La République Démocratique du Congo traverse une phase préoccupante dans son secteur minier, plus particulièrement dans l’industrie diamantifère. Selon les dernières données de la Banque Centrale du Congo (BCC), le pays n’a produit que 2,2 millions de carats de diamants au cours des huit premiers mois de l’année 2023. Ce chiffre est révélateur d’une chute continue qui pourrait impacter sérieusement les finances publiques et les revenus d’exportation du pays.
Un déclin constant : des implications pour l’économie
La baisse de la production diamantifère observée en RDC n’est pas un phénomène isolé. En 2022, le pays avait encore produit 14 millions de carats, un volume qui s’est effondré à 8,3 millions en 2023. Cette tendance baissière constitue un signal d’alarme pour l’économie nationale, où les revenus miniers jouent un rôle crucial dans le financement de l’État. La chute de la production pourrait engendrer une diminution des recettes fiscales, affectant directement la capacité du gouvernement à financer ses programmes de développement et à stabiliser les comptes publics.
L’exploitation artisanale : un levier à double tranchant
Le rapport de la BCC montre que l’exploitation artisanale continue de dominer la production de diamants en RDC. En effet, sur les 2,2 millions de carats produits, 1,4 million provient de l’exploitation artisanale. Ce secteur, bien qu’essentiel pour de nombreuses communautés locales, est souvent moins efficient que le secteur industriel et souffre de faibles investissements. En conséquence, le rendement par carat reste faible, ce qui limite le potentiel de création de valeur ajoutée pour l’économie nationale.

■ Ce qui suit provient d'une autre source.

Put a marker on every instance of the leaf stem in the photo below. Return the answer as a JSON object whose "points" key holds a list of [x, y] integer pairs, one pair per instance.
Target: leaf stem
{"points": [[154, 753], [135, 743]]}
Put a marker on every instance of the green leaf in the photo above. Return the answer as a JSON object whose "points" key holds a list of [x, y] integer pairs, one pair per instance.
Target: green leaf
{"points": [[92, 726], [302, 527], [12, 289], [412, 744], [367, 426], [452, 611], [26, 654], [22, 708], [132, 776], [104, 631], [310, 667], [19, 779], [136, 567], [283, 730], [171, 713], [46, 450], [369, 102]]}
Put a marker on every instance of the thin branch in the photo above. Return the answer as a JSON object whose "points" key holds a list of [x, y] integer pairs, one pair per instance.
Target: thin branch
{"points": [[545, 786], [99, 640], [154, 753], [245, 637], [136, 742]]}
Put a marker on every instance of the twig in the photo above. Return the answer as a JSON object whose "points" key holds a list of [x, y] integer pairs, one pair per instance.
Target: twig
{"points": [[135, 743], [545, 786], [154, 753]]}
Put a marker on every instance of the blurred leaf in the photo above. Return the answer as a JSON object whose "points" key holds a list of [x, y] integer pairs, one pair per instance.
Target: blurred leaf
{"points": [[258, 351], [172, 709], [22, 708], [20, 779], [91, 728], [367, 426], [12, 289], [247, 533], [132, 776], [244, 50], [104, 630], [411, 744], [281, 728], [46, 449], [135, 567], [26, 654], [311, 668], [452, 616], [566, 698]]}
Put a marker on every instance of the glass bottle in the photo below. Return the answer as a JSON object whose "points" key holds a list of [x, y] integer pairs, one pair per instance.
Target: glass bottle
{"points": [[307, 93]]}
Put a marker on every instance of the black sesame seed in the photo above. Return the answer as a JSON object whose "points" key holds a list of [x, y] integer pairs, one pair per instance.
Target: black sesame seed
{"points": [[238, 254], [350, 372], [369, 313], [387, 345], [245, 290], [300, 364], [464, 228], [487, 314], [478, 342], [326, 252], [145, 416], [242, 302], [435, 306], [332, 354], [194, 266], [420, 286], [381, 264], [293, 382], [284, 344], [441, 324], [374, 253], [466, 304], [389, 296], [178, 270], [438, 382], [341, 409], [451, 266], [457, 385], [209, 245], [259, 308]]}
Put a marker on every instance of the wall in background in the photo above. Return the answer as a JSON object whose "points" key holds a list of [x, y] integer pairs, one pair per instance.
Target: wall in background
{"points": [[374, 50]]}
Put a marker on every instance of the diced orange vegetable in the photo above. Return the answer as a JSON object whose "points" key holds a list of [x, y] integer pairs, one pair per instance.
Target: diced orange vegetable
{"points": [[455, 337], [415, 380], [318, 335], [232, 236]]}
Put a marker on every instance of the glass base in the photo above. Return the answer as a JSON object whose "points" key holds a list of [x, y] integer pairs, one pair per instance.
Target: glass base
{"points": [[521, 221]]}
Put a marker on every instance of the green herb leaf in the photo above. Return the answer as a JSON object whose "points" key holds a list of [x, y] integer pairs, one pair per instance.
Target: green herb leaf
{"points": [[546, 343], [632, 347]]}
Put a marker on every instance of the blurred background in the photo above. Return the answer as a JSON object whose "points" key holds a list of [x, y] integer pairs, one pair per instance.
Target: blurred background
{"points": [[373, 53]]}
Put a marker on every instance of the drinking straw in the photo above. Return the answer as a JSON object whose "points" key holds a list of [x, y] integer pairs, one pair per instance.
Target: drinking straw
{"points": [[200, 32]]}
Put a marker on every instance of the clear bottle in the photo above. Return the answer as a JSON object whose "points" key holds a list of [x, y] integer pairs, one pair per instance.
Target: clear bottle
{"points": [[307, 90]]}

Concentration industrielle : un secteur sous pression
Dans le secteur industriel, la production est largement concentrée entre deux entreprises principales. La Société Anhui Congo d’Investissement Minier (SACIM) a généré 462 940,99 carats, représentant 96,53 % de la production industrielle. Parallèlement, la Minière de Bakwanga (MIBA), autrefois un pilier de l’industrie diamantifère congolaise, n’a contribué qu’à hauteur de 16 664,12 carats, soit 3,47 %. Cette forte concentration indique non seulement une dépendance excessive à l’égard de quelques acteurs, mais aussi une vulnérabilité du secteur face aux fluctuations des performances de ces entreprises.
Enjeux géographiques et production artisanale
La production artisanale reste inégalement répartie à travers les provinces de la RDC. Le Kasaï Oriental s’impose comme la principale région productrice avec 1 494 769,87 carats, représentant 96,14 % de la production artisanale nationale. Le Kasaï-Central et d’autres provinces comme le Sankuru et le Kwango apportent une contribution beaucoup plus modeste. Cette répartition géographique met en lumière les disparités économiques régionales et l’importance de la mise en place de politiques visant à diversifier la production et à encourager un développement économique plus équilibré à travers le pays.